Gene Therapy Research Unit

On this page:

Overview

The Gene Therapy Research Unit, a joint initiative with the Children's Medical Research Institute, focuses on the development of novel gene-based strategies for the treatment of genetic conditions affecting children. This is a tremendously exciting but challenging area requiring both laboratory and clinical research expertise.

The key challenge is to safely repair or replace faulty genes with healthy ones in a sufficient number of cells to achieve therapeutic benefit.

Our approach involves the use of cutting-edge gene delivery technologies (vectors) derived from viruses and begins with genetic repair of isolated cells growing in cell culture followed by treatment of disease in small animals such as mice.

The liver and bone marrow are two particularly promising targets for gene therapy as many childhood genetic diseases involve these tissues.

Research achievements

Exceptional progress is being made in all areas, but of particular interest is the Unit's work on metabolic liver disease, which it is on the cusp of being translated from the laboratory into treatment for children with the disease.

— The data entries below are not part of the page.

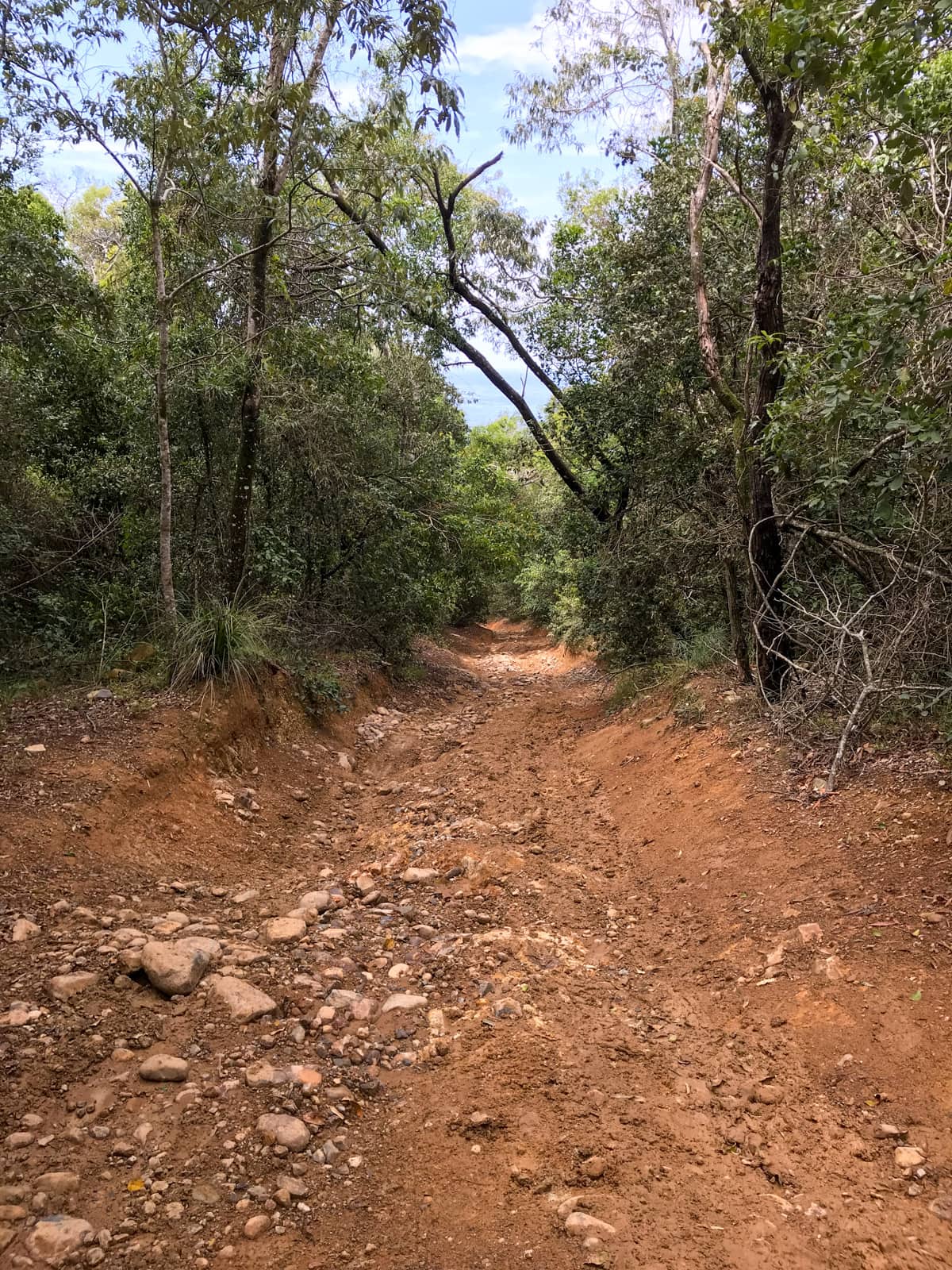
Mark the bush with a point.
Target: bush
(222, 641)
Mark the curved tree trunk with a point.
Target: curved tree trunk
(766, 545)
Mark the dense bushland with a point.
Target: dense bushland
(222, 387)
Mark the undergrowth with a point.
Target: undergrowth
(222, 641)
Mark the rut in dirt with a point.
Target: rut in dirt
(518, 986)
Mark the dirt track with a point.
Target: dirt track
(622, 1018)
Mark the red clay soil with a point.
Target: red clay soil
(645, 983)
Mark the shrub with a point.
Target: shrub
(222, 641)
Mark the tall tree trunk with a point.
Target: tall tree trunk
(735, 619)
(283, 130)
(243, 492)
(162, 410)
(766, 545)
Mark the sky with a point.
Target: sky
(495, 40)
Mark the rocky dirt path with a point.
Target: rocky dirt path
(501, 984)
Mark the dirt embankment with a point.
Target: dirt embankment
(533, 987)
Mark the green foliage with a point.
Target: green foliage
(222, 641)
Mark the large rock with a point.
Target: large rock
(67, 986)
(315, 901)
(587, 1226)
(177, 967)
(403, 1001)
(414, 874)
(54, 1238)
(285, 930)
(296, 1073)
(164, 1067)
(57, 1183)
(287, 1130)
(244, 1001)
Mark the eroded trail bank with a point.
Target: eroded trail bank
(505, 972)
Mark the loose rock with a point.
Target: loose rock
(164, 1067)
(286, 1130)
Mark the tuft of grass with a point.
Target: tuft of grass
(222, 641)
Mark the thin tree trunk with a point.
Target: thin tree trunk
(281, 143)
(735, 620)
(162, 410)
(243, 492)
(766, 545)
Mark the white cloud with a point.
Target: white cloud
(527, 46)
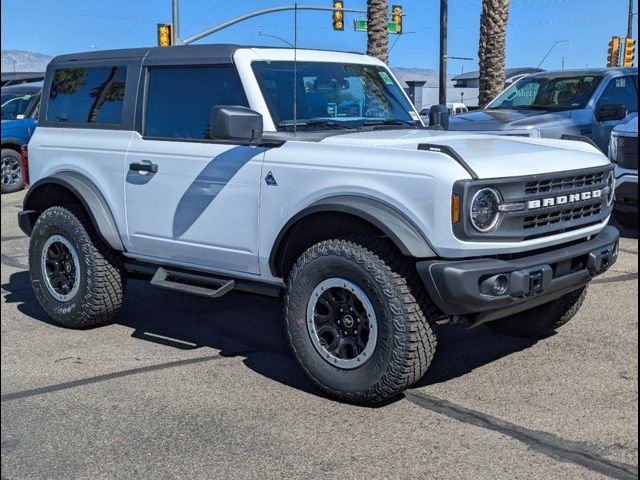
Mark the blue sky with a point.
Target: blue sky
(77, 25)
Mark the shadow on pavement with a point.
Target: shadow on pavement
(253, 325)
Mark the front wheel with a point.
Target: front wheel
(11, 171)
(78, 280)
(353, 321)
(540, 322)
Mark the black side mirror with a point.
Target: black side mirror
(611, 112)
(439, 117)
(235, 125)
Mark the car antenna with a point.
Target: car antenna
(295, 69)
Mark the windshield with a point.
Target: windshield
(333, 96)
(556, 93)
(14, 105)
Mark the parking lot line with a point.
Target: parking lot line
(546, 443)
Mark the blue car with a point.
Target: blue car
(19, 119)
(587, 103)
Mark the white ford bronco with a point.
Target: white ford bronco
(306, 174)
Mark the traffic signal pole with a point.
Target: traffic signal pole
(175, 21)
(257, 13)
(630, 24)
(442, 90)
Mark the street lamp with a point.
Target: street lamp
(550, 50)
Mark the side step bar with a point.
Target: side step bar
(191, 278)
(218, 287)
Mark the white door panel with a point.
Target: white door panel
(200, 207)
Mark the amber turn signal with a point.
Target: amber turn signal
(455, 208)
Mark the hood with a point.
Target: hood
(489, 156)
(498, 119)
(628, 129)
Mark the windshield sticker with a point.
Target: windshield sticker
(386, 78)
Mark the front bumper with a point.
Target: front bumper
(464, 288)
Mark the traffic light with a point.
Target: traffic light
(629, 54)
(165, 35)
(396, 17)
(338, 15)
(613, 57)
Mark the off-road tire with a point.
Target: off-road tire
(102, 277)
(406, 342)
(14, 157)
(542, 321)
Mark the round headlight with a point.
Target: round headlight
(485, 213)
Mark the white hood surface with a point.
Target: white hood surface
(490, 156)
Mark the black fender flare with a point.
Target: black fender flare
(395, 225)
(14, 141)
(91, 198)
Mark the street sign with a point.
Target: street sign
(360, 25)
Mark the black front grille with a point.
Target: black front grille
(560, 217)
(627, 154)
(562, 184)
(541, 206)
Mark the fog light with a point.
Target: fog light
(497, 286)
(500, 285)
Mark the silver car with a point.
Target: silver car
(588, 103)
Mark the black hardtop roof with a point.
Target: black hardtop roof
(23, 88)
(218, 52)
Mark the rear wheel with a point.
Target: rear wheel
(541, 321)
(11, 173)
(78, 280)
(353, 320)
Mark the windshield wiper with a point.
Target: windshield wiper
(314, 123)
(390, 121)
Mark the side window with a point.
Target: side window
(87, 95)
(621, 91)
(179, 99)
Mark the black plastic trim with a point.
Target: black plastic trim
(447, 150)
(146, 271)
(465, 189)
(91, 198)
(402, 232)
(12, 141)
(455, 285)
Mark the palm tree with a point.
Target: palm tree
(491, 52)
(377, 35)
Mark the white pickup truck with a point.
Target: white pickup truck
(306, 174)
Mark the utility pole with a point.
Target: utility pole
(630, 25)
(442, 94)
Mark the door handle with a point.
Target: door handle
(143, 167)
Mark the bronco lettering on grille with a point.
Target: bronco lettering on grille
(564, 199)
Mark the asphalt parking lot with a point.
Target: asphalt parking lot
(184, 387)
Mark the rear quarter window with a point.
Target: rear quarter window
(180, 99)
(93, 95)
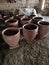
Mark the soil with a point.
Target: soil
(35, 53)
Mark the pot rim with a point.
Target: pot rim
(42, 24)
(7, 21)
(9, 29)
(30, 24)
(38, 17)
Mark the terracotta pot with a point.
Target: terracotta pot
(7, 17)
(36, 20)
(12, 22)
(30, 31)
(31, 16)
(19, 17)
(25, 21)
(43, 29)
(11, 36)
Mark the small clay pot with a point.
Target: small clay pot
(7, 17)
(43, 29)
(19, 17)
(25, 21)
(36, 20)
(11, 36)
(30, 31)
(12, 22)
(31, 16)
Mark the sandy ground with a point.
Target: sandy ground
(35, 53)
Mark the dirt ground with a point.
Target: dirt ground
(35, 53)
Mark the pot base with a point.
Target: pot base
(12, 47)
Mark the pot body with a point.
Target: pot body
(12, 40)
(19, 17)
(43, 29)
(25, 21)
(35, 20)
(12, 22)
(30, 34)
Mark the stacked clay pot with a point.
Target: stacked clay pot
(43, 29)
(11, 36)
(30, 31)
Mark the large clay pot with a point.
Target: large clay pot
(19, 17)
(31, 16)
(43, 29)
(36, 20)
(25, 21)
(30, 31)
(8, 17)
(12, 22)
(11, 36)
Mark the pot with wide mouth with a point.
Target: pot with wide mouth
(25, 21)
(35, 20)
(43, 29)
(30, 31)
(12, 22)
(11, 36)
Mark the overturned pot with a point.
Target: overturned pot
(35, 20)
(12, 22)
(26, 20)
(43, 29)
(30, 31)
(11, 36)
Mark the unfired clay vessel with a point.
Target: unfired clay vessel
(19, 17)
(25, 21)
(7, 17)
(30, 31)
(11, 36)
(31, 16)
(12, 22)
(43, 29)
(35, 20)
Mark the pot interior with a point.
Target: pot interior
(11, 21)
(44, 23)
(26, 19)
(30, 27)
(38, 18)
(10, 32)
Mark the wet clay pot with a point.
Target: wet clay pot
(25, 21)
(35, 20)
(19, 17)
(31, 16)
(43, 29)
(12, 22)
(30, 31)
(11, 36)
(7, 17)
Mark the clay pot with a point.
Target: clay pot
(11, 36)
(43, 29)
(19, 17)
(30, 31)
(31, 16)
(25, 21)
(12, 22)
(36, 20)
(7, 17)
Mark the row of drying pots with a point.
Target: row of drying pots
(11, 35)
(31, 27)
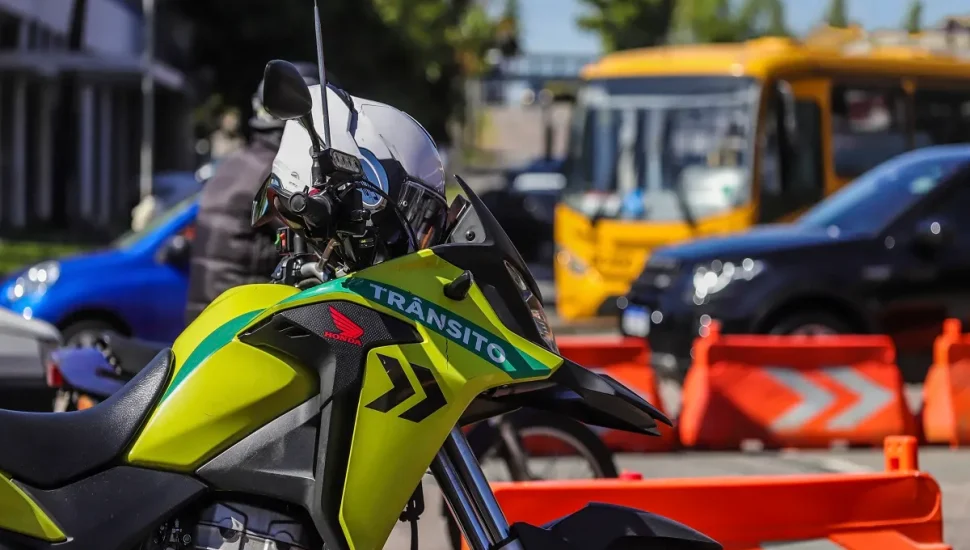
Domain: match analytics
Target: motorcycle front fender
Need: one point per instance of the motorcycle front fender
(601, 526)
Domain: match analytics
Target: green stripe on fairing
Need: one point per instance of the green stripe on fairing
(517, 364)
(209, 345)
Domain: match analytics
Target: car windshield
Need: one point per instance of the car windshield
(661, 148)
(130, 238)
(877, 197)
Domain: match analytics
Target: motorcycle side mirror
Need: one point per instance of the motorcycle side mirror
(286, 95)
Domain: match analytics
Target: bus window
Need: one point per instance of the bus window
(868, 127)
(807, 184)
(942, 116)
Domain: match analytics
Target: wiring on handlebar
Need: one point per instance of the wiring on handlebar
(412, 238)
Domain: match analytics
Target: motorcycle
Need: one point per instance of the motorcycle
(308, 418)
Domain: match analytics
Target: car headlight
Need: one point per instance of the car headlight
(35, 281)
(535, 308)
(716, 276)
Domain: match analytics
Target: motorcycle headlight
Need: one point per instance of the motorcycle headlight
(535, 308)
(572, 262)
(35, 281)
(716, 276)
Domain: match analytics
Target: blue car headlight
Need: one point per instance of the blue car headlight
(35, 281)
(716, 276)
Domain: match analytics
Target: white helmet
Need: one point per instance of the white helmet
(397, 154)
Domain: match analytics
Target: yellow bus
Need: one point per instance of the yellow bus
(676, 142)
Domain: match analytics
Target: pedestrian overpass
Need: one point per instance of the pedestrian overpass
(534, 71)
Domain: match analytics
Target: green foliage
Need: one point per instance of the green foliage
(412, 54)
(836, 14)
(16, 255)
(718, 20)
(626, 24)
(914, 17)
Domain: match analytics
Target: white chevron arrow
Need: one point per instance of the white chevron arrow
(814, 399)
(872, 398)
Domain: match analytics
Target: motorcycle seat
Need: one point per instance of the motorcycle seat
(47, 450)
(131, 354)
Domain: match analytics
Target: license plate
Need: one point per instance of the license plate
(636, 321)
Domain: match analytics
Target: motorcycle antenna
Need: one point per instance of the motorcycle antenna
(318, 28)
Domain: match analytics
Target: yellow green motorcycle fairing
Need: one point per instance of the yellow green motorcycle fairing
(320, 410)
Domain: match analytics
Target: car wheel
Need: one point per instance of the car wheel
(84, 333)
(811, 323)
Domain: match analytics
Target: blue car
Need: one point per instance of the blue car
(136, 286)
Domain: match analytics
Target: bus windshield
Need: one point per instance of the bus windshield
(661, 148)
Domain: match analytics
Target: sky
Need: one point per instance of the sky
(549, 25)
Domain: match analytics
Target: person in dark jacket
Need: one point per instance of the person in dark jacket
(227, 251)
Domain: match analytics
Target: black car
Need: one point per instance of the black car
(889, 253)
(525, 206)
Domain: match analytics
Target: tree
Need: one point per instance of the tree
(626, 24)
(836, 15)
(507, 33)
(776, 19)
(411, 54)
(718, 21)
(914, 17)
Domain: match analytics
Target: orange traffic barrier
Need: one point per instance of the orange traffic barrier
(601, 350)
(792, 391)
(900, 508)
(946, 392)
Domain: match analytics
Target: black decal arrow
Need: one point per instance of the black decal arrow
(433, 398)
(400, 391)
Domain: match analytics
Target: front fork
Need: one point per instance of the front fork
(469, 495)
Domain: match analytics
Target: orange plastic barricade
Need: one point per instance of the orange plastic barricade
(897, 509)
(601, 350)
(792, 391)
(946, 392)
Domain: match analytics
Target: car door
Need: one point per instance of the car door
(930, 276)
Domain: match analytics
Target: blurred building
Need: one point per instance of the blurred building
(950, 36)
(70, 111)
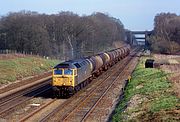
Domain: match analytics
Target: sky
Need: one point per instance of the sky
(134, 14)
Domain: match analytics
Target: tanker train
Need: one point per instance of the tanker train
(70, 76)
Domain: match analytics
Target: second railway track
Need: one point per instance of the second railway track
(80, 106)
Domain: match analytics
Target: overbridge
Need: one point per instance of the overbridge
(138, 37)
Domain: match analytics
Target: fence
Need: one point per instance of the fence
(22, 54)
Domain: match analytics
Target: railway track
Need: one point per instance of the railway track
(80, 106)
(77, 108)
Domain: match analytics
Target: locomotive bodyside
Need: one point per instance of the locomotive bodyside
(71, 76)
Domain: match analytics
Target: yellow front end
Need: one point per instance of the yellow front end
(63, 77)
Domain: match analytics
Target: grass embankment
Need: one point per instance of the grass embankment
(18, 68)
(149, 97)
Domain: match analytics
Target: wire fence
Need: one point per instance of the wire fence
(6, 53)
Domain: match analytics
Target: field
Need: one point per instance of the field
(17, 67)
(150, 96)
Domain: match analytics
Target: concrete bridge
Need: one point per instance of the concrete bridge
(134, 38)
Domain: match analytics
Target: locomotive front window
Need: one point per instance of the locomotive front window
(58, 72)
(68, 72)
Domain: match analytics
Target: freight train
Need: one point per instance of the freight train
(70, 76)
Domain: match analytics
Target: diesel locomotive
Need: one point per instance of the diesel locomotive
(70, 76)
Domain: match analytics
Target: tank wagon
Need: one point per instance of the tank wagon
(70, 76)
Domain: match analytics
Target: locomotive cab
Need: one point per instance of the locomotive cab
(63, 78)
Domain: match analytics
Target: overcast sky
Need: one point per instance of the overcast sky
(134, 14)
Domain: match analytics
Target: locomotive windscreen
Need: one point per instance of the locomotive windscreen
(62, 66)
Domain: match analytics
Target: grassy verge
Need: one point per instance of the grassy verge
(149, 97)
(15, 69)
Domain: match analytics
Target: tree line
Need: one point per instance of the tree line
(65, 34)
(166, 34)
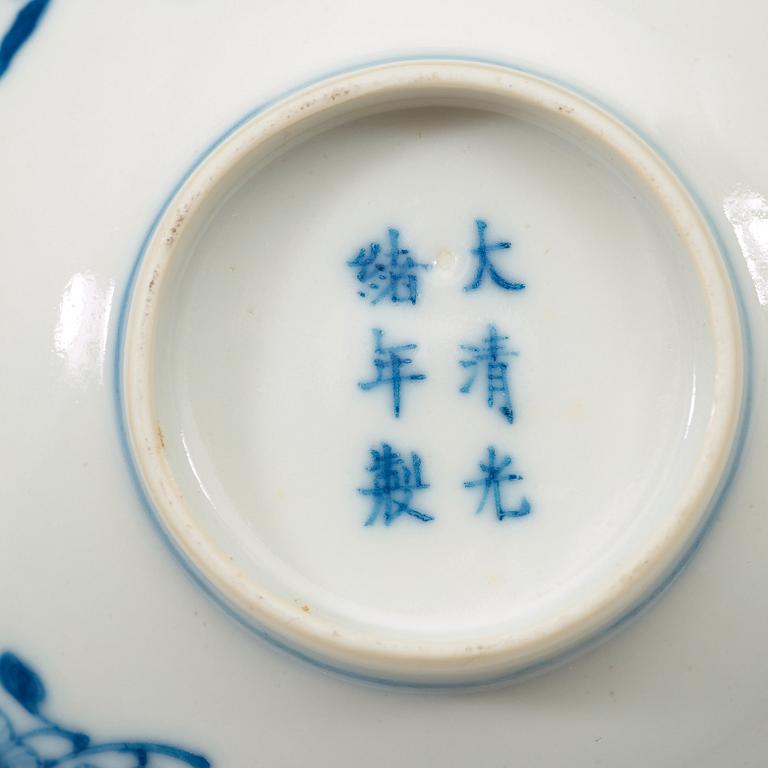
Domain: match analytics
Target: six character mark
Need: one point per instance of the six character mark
(393, 274)
(490, 354)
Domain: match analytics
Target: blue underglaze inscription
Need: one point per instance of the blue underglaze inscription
(20, 31)
(389, 363)
(490, 354)
(392, 273)
(493, 477)
(393, 486)
(485, 263)
(47, 744)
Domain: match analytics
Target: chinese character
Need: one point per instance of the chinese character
(492, 481)
(492, 353)
(485, 263)
(389, 364)
(392, 273)
(394, 484)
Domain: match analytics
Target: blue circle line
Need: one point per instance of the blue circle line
(600, 635)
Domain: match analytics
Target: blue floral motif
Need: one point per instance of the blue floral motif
(19, 32)
(47, 744)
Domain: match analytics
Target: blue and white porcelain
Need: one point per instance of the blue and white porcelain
(440, 365)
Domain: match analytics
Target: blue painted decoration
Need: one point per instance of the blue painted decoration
(490, 354)
(485, 263)
(19, 32)
(47, 744)
(388, 363)
(393, 486)
(389, 274)
(493, 476)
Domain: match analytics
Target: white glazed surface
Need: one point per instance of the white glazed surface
(245, 336)
(102, 112)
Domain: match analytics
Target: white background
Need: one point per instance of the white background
(100, 114)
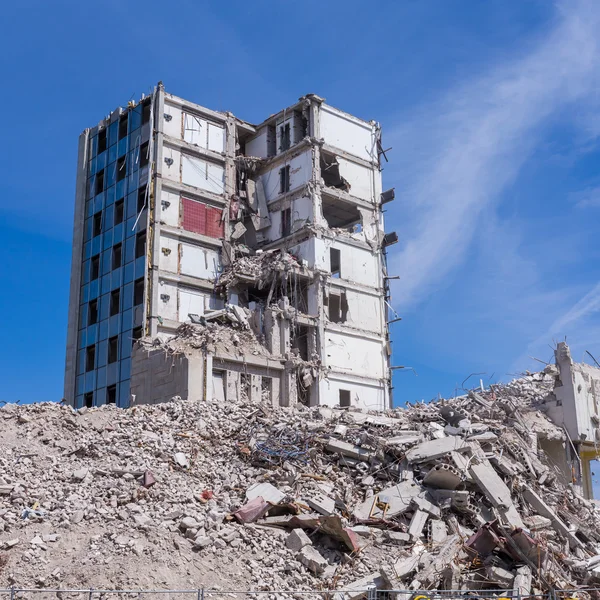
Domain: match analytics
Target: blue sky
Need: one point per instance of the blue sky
(491, 109)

The Unit has previously reported success in curing mice with Ornithine Transcarbamylase (OTC) deficiency using gene therapy. The challenge currently is to ensure that the gene delivery strategy that the Unit has devised will be safe and effective in humans. It has developed a research pathway to test the delivery of the human OTC gene to human liver cells and established the necessary collaborative relationships needed to reach this goal. This project is well on the way to generating the data necessary to justify and underpin a human clinical trial proposal.